Mogoeng: No, Mr President, I am your chief justice. And I am asking you to respect us, not insult us.
Silence. Both men look across the table at each other, unflinching.
Zuma: Mogoeng, do you recall who appointed you to your high office? Perhaps I should remind you from where you come.
In late 2009 a list of seven names came to me, from which I had to select four to become Constitutional Court judges, and my advisers told me that you were the judge president of the smallest division in the land and had been put on the list as a makeweight.
I ignored them. We had met once or twice, and I liked your no-nonsense approach and your traditional values. You spoke a South African language with a proper, local accent. Not that posh English of your predecessors as chief justice or, though I can barely bring myself to mention his name because he is apparently so eager to limit my powers, your deputy, Dikgang Moseneke …
Mogoeng, leaning forward hopefully: Well, I remain honoured that my president saw potential …
Zuma: Don’t flatter yourself, Chief Justice. I did not see potential. I saw obedience.
I thought you would understand that we are the elected government of this country and we must be free to govern as we decide that our people would see fit for us to govern, not you and your colleagues.
Mogoeng, mouth open, like a fish, fighting for air: Mr President, I am distressed to hear you speak in such terms …
Zuma: The problem with people like you is that, once appointed, you think that you got there on merit …
Mogoeng: Isn’t that a variation of a famous quote?
Zuma, ignoring him: I know what’s going on, Mogoeng. My people have been watching and they have advised me: you are taking this whole independence thing far too seriously. You are determined to prove that you are not my lackey. You are hellbent on making people have to eat their words.

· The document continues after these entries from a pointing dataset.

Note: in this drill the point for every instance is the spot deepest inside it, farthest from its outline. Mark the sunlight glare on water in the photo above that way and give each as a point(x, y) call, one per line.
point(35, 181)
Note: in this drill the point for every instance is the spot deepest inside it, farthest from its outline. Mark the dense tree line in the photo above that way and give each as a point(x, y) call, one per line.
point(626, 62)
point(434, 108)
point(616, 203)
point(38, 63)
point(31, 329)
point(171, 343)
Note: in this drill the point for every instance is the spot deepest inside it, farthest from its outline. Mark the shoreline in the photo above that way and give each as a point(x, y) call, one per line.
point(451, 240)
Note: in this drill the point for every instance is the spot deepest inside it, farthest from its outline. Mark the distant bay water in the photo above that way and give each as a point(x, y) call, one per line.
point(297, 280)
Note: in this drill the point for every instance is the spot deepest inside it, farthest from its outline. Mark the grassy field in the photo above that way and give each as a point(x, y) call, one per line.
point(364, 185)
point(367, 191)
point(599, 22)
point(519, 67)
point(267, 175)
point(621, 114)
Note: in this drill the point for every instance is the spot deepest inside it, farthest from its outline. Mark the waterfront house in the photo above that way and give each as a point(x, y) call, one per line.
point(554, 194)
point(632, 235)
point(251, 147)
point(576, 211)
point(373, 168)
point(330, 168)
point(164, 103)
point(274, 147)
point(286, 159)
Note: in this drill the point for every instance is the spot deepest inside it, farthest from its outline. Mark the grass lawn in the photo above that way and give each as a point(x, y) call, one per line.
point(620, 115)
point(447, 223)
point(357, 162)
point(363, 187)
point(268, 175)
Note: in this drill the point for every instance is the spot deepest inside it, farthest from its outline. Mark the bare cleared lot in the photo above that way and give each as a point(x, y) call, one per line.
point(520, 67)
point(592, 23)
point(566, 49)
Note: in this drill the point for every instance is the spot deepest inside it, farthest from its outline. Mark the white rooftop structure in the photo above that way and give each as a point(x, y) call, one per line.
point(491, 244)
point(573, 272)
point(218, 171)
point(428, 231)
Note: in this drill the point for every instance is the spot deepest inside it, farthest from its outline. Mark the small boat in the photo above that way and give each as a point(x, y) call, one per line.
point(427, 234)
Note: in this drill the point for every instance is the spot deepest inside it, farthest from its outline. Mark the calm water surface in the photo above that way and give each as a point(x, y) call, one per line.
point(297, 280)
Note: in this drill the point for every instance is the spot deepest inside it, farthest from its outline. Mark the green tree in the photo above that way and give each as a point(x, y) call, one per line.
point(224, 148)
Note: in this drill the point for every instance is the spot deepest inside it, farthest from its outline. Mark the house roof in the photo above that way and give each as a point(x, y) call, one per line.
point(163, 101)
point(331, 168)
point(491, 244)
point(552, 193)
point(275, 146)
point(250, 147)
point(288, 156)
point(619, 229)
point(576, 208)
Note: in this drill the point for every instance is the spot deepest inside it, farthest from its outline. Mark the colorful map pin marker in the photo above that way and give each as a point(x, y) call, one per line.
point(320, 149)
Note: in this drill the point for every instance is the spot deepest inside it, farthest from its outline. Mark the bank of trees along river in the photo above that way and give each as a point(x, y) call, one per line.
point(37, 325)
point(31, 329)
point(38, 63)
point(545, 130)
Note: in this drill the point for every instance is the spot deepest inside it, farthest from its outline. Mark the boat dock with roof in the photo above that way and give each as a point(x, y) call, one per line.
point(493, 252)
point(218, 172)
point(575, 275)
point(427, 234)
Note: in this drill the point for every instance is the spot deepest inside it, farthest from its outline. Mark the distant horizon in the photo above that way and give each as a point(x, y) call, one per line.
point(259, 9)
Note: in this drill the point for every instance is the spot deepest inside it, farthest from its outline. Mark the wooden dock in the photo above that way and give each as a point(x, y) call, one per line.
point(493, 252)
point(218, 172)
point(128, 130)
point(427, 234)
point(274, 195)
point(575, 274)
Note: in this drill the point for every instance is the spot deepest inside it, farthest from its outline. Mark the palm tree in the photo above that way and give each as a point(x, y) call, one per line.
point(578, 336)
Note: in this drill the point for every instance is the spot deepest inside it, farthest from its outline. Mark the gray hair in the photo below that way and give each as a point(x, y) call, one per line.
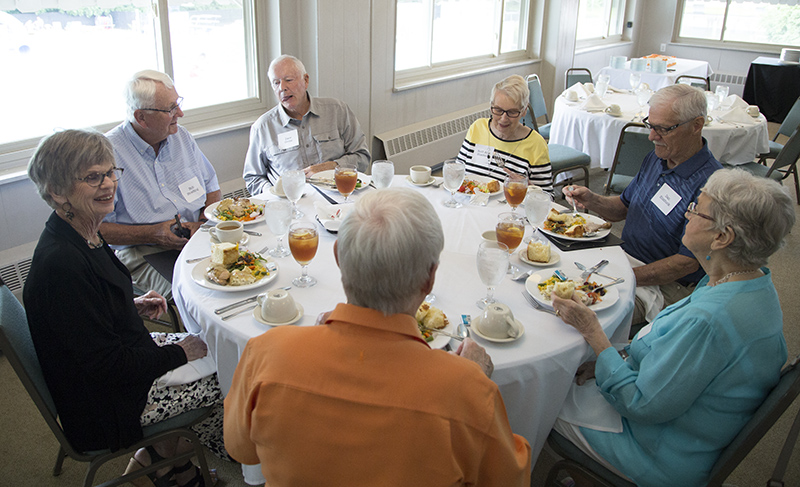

Mogoeng, puffing up his chest: Yes, I am, Mr President. Like that arrogant professor of law down in the Cape – Richard Calland.
Zuma: I’ve no idea who you’re referring to. Never heard of him.
Mogoeng: Mr President, the one who said you don’t read.
Zuma, frowning: Ah yes.
Pause and then another deep chuckle: The same one that wrote in his book that I, the one who doesn’t read, appointed you, the one who doesn’t write!
Mogoeng, a tad embarrassed at having walked into this: I believe he was referring to my track record of writing reportable judgments, which, incidentally, has greatly improved in the past year or two …
Zuma: I am glad to hear that. I presume the Chief Justice gets the cream of the crop when it comes to clerks …
Presidential aide, entering the room apace: Mr President, I am sorry to interrupt you, but President Putin is on the phone, and he says it’s urgent. He says there’s a slight problem with “the transfer”.
Zuma: Excuse me, Chief Justice. Enjoy the rest of your day!